TOKYO (Reuters) – Suicide rates in Japan have risen in the second wave of the COVID-19 pandemic, especially among women and children, although they fell in the first wave when the government offered generous offers to people, a poll found.
The July-October suicide rate rose 16% from the same period a year earlier, a sharp reversal of the February-June decline of 14%, according to a study by researchers at the University of Hong Kong and the Tokyo Metropolitan Institute of Gerontology.
“Unlike normal economic circumstances, this pandemic disproportionately affects the psychological health of children, adolescents and women (especially housewives),” the authors wrote in the study published in the journal Nature Human Behavior on Friday.
The study found that the early decline in suicides was affected by factors such as government subsidies, reduced work hours and school closures.
But the decline has reversed – the suicide rate has risen 37 percent for women, about five times as much as men – as the prolonged pandemic hurts industries where women predominate, increasing the burden on working mothers, while domestic violence has risen. , is shown in the report.
The study, based on data from the Ministry of Health from November 2016 to October 2020, found that the suicide rate of children increased by 49% in the second wave, corresponding to the period after school closure nationwide.
Prime Minister Yoshihide Suga issued a state of emergency COVID-19 to Tokyo and three surrounding prefectures this month in a bid to halt the renaissance.
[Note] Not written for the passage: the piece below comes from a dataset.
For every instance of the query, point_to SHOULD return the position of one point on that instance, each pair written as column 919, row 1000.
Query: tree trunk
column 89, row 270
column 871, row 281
He extended it to seven more prefectures this week, including Osaka and Kyoto.
Taro Kono, the minister of administrative and regulatory reforms, told Reuters on Thursday that, although the government would consider extending the state of emergency, “it cannot kill the economy”.
“People are worried about COVID-19. But a lot of people committed suicide because they lost their jobs, they lost their income and they couldn’t see their hope, “he said. “We need to find a balance between managing COVID-19 and managing the economy.”